Wisconsin Teachers’ Union Leads Nation Again in Membership Losses

MacIver News Service | August 24, 2018

By Chris Rochester

MADISON, Wis. – Wisconsin’s largest teachers’ union again is a national leader in membership losses.

The union now stands at just 32,130 active members. Before the passage of Act 10, WEAC had 98,000 members. That means its member rolls have declined by 67 percent since 2011.

Nearly 54 percent of active union members left the Wisconsin Education Association Council (WEAC) between 2012 and 2017, according to data from the Education Intelligence Agency. That’s the largest drop-off in the country over the last five years. The union now stands at just 32,130 active members.

The trend is even more stark when compared with the union’s pre-Act 10 heyday. Before the passage of the landmark collective bargaining reform law that gave public employees the freedom to decide whether or not they want to join a union and pay dues, WEAC had 98,000 members. That means its member rolls have declined by 67 percent since 2011.

In just the last year, WEAC’s membership drop was 4.9 percent, continuing a trend of educators choosing to walk away from the union. In 2016, MacIver News Service reported that the union had declined to just 36,074 active members.
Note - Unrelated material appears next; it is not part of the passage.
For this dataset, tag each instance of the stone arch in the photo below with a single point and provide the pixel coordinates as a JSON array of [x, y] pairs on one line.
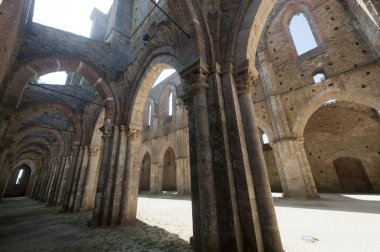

WEAC in 2015 cut its annual dues by $60, to $218, in an apparent effort to stanch the mass exodus that occurred when Act 10 opened the exit door for public employees stuck in the union. But the decline has continued.

The trend also continues at the national level. National Education Association affiliates in 36 states reported union membership losses over the 2012-2017 period. While WEAC led the pack, North Carolina’s teachers’ union reported a decline of 44.9 percent over the last five years, and a decline of 8.2 percent in just the past year. The next closest state was Tennessee, where the union’s membership dropped 34.3 percent.

The exodus of members has, in turn, cost WEAC financially. As MacIver News Service reported earlier this year, the union suffered a decline in revenue of nearly 19 percent between 2014-15 and 2015-16, the largest decline of any teachers’ union in the country. That was the second year in a row that the union boasted that dubious distinction.

Gov. Scott Walker’s signature law, known as Act 10, ended the practice of forced union membership for public employees. In Wisconsin, public unions must now also hold annual recertification votes. In order to become recertified, a majority of union members must vote yes. 

The state’s Right to Work law, passed in early 2015, extended that freedom to all workers. 

And earlier this summer, the U.S. Supreme Court ruled in the landmark case Janus v. AFSCME that so-called “agency fees” nonmembers had been forced to pay to unions are also illegal.